Blood Lines Chapter 24

   “There used to be plenty of trains here,” Junior said. “They ran from Tignish to Summerside, through here and on to Georgetown. We had the first diesels in Canada, to save on coal, ten years before anybody else. But when truckers started hauling potatoes, it was the beginning of the end. Now all we’ve got is a train museum in Elmira.”

   Neither JT Markunas nor Kayleigh Jurgelaitis had ever seen a train on the island. They had never heard of the museum, either. JT knew where Elmira was, although he had never been there. Kayleigh had never been on a train in her life. Junior refilled their pints. They were at JR’s Bar in Charlottetown.

   “By the way, have you seen a guy in here who rides a red motorcycle?”

   “What kind of bike?”

   “I don’t know, but it looks and sounds new.”
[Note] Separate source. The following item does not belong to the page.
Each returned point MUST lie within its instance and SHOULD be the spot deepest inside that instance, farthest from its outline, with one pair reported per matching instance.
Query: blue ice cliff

   “No, not no new one,” Junior said. “There’s a guy who rides a red Indian, but it’s a 1970s, before they went bankrupt.”

   “No, this one is new. I think it’s a Jap bike. If you do see it and get a chance to get his plate, let me know, will you?”

   “Will do,” Junior said. He pushed a bowl of old pretzels their way and went to the other end of the bar where a loose group of locals looked thirsty. Their pretzel bowls were empty. He refilled them to the brim.

   “Time to spill the beans,” JT said. “How is it you are from Sudbury like me?”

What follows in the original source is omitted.